Contents
Minecraft is considered one of the most popular games of all time and currently seems to hold the top spot with 238 million copies sold across all platforms. Given the nature of the game, it benefits greatly from the many mods that exist on the PC version. Despite the popularity of these, now it turns out that platforms that host them such as CurseForge, have been infected by the Fracturiser malwareaffecting the players who downloaded minecraft mods there.
The ability to play a game and add more content and extra features that are not found in DLC or expansions, is by using mods. The mods are of many typesmay be a change of the interface, graphics or values within the game. you can modify your life, damage or how you want to do things, because after all, with the mods we can unlock many other ways to play that same video game. Minecraft is one of the examples that benefits the most from this addition, since the game focuses on the almost limitless creativity.
CurseForge and CraftBukkit have been infected with malware
Despite being over 10 years old, Minecraft is still very popular across all platforms, including consoles and mobile. But if we go to the PC, there it is the king, precisely because it has at its disposal a huge catalog of thousands of mods available. One of the best known pages to download these mods was CurseForgewhich unfortunately has suffered an attack and its content has been affected.
The platform itself recommends players not to download or update mods from their servers. CurseForge reported this week on the attack, which also affected CraftBukkit. The hackers were able to infiltrate several developer accounts and injected the malware Fracturer in the most popular minecraft plugins and mods.

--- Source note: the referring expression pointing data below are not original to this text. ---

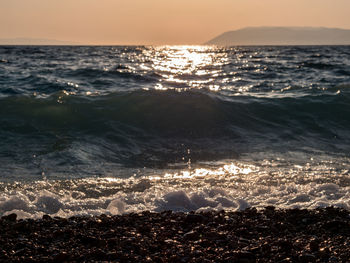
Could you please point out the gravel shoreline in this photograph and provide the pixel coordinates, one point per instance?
(269, 235)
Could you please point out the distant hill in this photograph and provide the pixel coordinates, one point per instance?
(283, 36)
(34, 41)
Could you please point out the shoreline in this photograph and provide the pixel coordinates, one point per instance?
(269, 235)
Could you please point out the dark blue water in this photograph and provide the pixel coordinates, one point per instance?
(87, 112)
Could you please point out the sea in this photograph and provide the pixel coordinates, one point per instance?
(90, 130)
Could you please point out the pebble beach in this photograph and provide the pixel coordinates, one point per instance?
(267, 235)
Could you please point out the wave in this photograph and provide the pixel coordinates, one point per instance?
(154, 128)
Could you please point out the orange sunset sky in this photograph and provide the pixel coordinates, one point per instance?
(116, 22)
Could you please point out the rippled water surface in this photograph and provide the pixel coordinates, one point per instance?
(89, 130)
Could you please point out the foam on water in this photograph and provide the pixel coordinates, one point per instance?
(229, 186)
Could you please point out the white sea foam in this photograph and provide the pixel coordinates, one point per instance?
(228, 186)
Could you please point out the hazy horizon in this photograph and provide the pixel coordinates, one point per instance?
(156, 22)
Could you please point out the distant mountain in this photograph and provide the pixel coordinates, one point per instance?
(283, 36)
(34, 41)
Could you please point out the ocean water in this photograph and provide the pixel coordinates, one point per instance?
(90, 130)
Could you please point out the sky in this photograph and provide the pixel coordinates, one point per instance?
(158, 22)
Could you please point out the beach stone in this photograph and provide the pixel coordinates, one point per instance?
(194, 218)
(192, 235)
(46, 217)
(61, 257)
(307, 258)
(244, 257)
(11, 217)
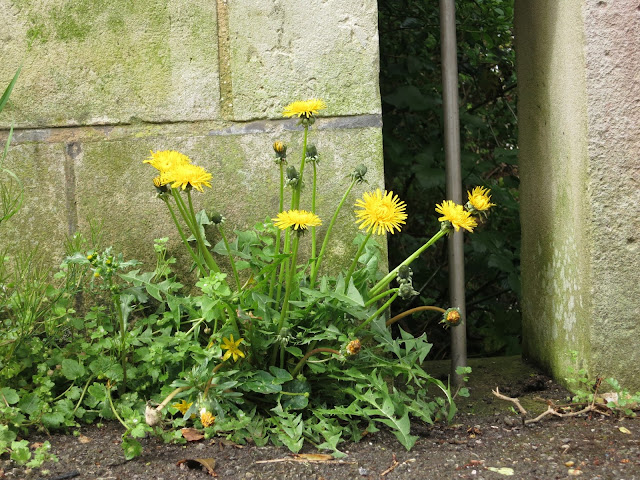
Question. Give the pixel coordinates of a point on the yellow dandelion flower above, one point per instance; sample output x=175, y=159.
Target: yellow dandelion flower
x=183, y=406
x=451, y=317
x=305, y=108
x=231, y=348
x=165, y=160
x=187, y=176
x=456, y=215
x=206, y=418
x=380, y=212
x=298, y=219
x=479, y=199
x=353, y=347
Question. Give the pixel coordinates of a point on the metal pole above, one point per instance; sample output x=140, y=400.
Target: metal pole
x=454, y=178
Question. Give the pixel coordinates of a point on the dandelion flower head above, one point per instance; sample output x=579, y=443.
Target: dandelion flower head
x=456, y=215
x=305, y=108
x=231, y=348
x=479, y=199
x=298, y=219
x=206, y=418
x=380, y=212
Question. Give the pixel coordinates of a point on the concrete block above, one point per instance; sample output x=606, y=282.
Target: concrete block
x=280, y=52
x=91, y=62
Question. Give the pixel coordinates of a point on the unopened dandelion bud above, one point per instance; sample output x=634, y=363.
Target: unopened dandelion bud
x=312, y=153
x=359, y=173
x=404, y=274
x=406, y=291
x=293, y=177
x=160, y=186
x=206, y=418
x=353, y=347
x=216, y=218
x=281, y=152
x=451, y=317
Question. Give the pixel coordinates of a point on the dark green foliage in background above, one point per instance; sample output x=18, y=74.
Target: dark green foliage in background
x=415, y=165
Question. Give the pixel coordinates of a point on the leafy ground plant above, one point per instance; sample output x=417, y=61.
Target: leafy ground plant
x=273, y=351
x=292, y=354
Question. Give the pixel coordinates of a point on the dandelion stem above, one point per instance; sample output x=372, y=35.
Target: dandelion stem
x=310, y=353
x=406, y=313
x=278, y=236
x=233, y=263
x=295, y=204
x=313, y=210
x=211, y=263
x=394, y=273
x=288, y=288
x=379, y=312
x=355, y=259
x=325, y=242
x=380, y=296
x=194, y=257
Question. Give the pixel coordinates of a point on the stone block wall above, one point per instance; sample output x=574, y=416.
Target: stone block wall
x=579, y=124
x=104, y=82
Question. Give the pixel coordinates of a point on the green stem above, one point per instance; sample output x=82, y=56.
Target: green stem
x=84, y=391
x=175, y=192
x=325, y=242
x=295, y=204
x=287, y=293
x=233, y=263
x=211, y=263
x=304, y=359
x=377, y=288
x=279, y=235
x=123, y=338
x=377, y=314
x=380, y=296
x=355, y=259
x=406, y=313
x=113, y=408
x=194, y=257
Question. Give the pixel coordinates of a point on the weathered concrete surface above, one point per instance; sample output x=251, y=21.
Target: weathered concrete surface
x=70, y=183
x=103, y=83
x=92, y=62
x=579, y=124
x=326, y=49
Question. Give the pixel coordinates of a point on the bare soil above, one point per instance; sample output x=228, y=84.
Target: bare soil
x=485, y=436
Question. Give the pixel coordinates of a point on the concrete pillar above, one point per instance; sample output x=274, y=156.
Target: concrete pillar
x=579, y=136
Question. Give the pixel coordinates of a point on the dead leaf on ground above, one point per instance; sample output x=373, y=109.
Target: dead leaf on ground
x=312, y=457
x=191, y=434
x=223, y=442
x=207, y=464
x=306, y=457
x=502, y=471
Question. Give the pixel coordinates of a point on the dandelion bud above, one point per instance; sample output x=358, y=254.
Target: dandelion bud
x=404, y=274
x=359, y=173
x=293, y=177
x=281, y=152
x=312, y=153
x=353, y=347
x=206, y=418
x=216, y=218
x=406, y=291
x=451, y=317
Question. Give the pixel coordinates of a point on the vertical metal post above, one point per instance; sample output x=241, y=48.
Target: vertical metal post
x=454, y=178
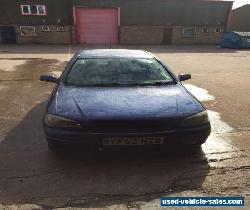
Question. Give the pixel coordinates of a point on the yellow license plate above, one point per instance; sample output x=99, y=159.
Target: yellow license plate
x=133, y=141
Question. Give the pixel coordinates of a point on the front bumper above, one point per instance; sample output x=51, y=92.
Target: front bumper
x=195, y=135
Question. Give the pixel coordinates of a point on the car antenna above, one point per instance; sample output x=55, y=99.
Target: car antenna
x=110, y=45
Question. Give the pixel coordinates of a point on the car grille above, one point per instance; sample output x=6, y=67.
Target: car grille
x=130, y=126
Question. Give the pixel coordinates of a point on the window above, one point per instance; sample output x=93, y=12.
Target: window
x=189, y=32
x=33, y=10
x=28, y=31
x=205, y=30
x=217, y=30
x=45, y=28
x=60, y=29
x=117, y=71
x=25, y=9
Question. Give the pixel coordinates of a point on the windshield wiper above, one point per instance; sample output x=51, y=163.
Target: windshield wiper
x=157, y=83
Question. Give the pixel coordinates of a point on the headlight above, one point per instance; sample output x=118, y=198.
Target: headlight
x=60, y=122
x=196, y=119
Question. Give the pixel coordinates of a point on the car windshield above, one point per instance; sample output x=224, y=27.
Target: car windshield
x=118, y=72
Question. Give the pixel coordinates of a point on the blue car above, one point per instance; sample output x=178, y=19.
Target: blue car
x=116, y=97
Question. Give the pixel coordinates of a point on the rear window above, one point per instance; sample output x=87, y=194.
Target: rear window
x=115, y=71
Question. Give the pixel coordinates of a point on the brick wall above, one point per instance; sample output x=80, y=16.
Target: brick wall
x=210, y=37
x=141, y=34
x=42, y=37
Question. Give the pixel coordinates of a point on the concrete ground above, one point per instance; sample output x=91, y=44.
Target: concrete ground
x=31, y=177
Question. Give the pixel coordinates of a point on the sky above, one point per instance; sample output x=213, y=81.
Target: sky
x=239, y=3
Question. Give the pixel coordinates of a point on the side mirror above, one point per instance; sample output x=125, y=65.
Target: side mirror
x=49, y=78
x=183, y=77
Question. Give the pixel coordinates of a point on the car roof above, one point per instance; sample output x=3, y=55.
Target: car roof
x=113, y=53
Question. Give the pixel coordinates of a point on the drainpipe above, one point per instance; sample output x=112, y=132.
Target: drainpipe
x=229, y=16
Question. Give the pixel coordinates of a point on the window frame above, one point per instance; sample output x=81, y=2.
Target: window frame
x=60, y=29
x=185, y=36
x=44, y=30
x=33, y=27
x=29, y=8
x=205, y=31
x=220, y=30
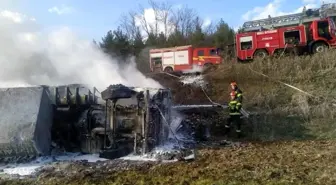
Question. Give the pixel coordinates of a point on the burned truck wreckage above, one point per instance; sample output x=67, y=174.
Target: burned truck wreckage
x=122, y=120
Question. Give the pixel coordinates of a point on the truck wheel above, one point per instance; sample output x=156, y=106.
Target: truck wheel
x=319, y=47
x=208, y=66
x=260, y=54
x=168, y=70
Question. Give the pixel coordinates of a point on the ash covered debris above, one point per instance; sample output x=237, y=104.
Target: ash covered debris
x=126, y=120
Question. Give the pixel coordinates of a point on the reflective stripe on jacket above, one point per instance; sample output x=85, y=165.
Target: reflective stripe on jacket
x=235, y=107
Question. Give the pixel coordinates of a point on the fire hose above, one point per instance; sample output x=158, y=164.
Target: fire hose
x=244, y=112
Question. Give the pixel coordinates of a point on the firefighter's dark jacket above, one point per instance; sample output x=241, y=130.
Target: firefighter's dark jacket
x=239, y=95
x=235, y=107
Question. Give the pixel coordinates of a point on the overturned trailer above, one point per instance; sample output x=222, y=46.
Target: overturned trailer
x=125, y=120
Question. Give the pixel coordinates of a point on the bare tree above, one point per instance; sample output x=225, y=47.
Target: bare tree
x=128, y=24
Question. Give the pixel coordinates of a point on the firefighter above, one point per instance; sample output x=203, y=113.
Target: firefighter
x=234, y=113
x=239, y=93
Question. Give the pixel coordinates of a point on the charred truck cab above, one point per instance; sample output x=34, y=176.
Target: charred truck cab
x=311, y=31
x=37, y=120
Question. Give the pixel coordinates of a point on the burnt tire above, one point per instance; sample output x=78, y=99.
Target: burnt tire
x=168, y=70
x=319, y=47
x=260, y=54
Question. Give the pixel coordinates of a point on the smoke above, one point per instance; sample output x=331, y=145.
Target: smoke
x=29, y=56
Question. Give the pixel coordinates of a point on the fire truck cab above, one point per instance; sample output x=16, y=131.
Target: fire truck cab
x=308, y=33
x=183, y=58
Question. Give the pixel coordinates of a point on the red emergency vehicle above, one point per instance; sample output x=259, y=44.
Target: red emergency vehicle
x=311, y=31
x=183, y=58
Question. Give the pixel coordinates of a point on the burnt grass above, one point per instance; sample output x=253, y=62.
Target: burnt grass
x=288, y=139
x=291, y=162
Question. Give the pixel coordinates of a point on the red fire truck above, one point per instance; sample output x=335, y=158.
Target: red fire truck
x=183, y=58
x=311, y=31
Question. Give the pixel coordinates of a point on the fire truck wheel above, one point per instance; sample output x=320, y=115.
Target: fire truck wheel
x=168, y=70
x=261, y=54
x=319, y=47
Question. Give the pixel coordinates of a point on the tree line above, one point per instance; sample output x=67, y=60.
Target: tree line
x=171, y=27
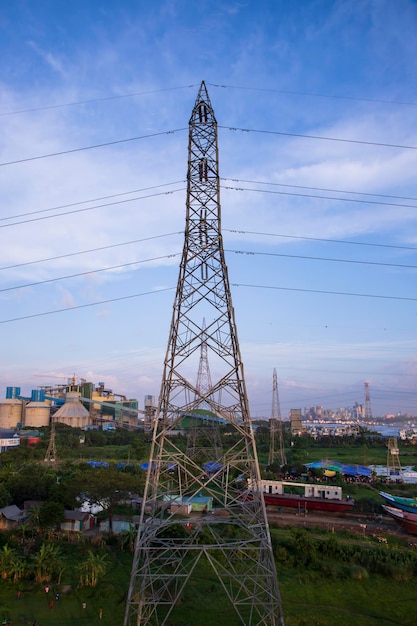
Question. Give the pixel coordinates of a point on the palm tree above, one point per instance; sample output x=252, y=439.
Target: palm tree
x=128, y=538
x=46, y=562
x=7, y=559
x=92, y=568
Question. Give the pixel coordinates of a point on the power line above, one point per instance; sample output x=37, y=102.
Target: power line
x=114, y=195
x=98, y=206
x=126, y=243
x=98, y=145
x=317, y=258
x=113, y=245
x=358, y=193
x=353, y=243
x=333, y=293
x=321, y=138
x=84, y=306
x=226, y=187
x=88, y=272
x=94, y=100
x=120, y=298
x=315, y=95
x=234, y=128
x=169, y=256
x=305, y=195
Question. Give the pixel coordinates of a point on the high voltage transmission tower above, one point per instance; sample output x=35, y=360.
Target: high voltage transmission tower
x=233, y=540
x=204, y=439
x=50, y=455
x=276, y=428
x=368, y=409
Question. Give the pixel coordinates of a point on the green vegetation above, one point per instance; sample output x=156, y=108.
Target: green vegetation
x=325, y=578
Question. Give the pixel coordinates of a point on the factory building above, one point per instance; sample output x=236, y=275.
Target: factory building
x=76, y=404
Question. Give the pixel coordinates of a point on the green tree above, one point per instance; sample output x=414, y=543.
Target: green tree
x=94, y=567
x=107, y=487
x=51, y=514
x=8, y=558
x=46, y=562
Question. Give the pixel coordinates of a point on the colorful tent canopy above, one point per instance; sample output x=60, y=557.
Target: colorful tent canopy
x=340, y=468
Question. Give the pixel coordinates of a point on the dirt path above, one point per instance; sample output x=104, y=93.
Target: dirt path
x=380, y=526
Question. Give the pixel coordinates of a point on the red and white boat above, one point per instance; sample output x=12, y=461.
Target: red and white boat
x=405, y=519
x=304, y=496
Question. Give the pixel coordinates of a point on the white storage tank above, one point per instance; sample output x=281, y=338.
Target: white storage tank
x=37, y=412
x=11, y=412
x=73, y=413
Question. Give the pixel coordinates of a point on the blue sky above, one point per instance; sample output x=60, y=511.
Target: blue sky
x=321, y=191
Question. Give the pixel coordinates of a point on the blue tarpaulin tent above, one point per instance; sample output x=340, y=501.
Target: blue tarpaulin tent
x=340, y=468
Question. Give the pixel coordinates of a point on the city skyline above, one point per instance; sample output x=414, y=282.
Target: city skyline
x=316, y=108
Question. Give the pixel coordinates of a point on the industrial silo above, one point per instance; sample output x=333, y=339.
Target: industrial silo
x=72, y=413
x=38, y=411
x=11, y=409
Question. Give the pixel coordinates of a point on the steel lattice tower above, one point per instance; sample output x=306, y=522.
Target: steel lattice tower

List of Minecraft mods affected by the Fracturiser malware
On CurseForge:
- sky villages
- Dungeons Arise
- dungeonz
- Better Minecraft mudpack series
- Vault Integrations
- Skyblock Core
- Museum Curator Advanced
- Autobroadcast
- Create Infernal Expansion Plus
- UVision Enhanced
- UVision Server
- UVision Lite
- Additional Weapons+
- Vault Integrations Bug fix
In CraftBukkit:
- Haven Elytra
- Display Entity Editor
- Simple Harvesting
- The Nexus Event Custom Entity Editor
- Easy Custom Foods
- mcbounties
- Ultimate Leveling
- Anti Command Spam Bungeecord Support
- Hydration
- Anti Redstone Crash
- Not VPNS
- Fragment Permission Plugin
- Floating Damage
- Skelegram
- Ultra Swords Mod
- Ultimate Titles Animations Gradient RGB
The malware only affects Windows and Linux systems, macOS is spared
Now it’s time to talk about the Fracturiser malware, which runs only on Windows and Linux PCs. It works in three stages, the first of which occurs when someone starts one of these infected mods. The second is in charge of download files from a server and infect other mods of Minecraft found on the victim’s PC. Finally, it is in charge of stealing cookies and Web browser, Discord and Minecraft login information.
If you have a Windows or Linux PC and you think you may be infected, you can manually check for it in these folders.:
- Linux: ~/.config/.data/lib.jar
- Windows: %LOCALAPPDATA%\Microsoft Edge\libWebGL64.jar (or ~\AppData\Local\Microsoft Edge\libWebGL64.jar)
Make sure to show hidden files when checking Microsoft Edge.
Additionally, it checks the registry for an entry at: HKEY_CURRENT_USER:\Software\Microsoft\Windows\CurrentVersionRun
Or use a shortcut at: %appdata%Microsoft\Windows\Start Menu\Programs\Startup
For all those who want more information about it, Bitdefender has made a comprehensive analysis of the Fracturiser malwarehow it affects our PCs and what we can do about it.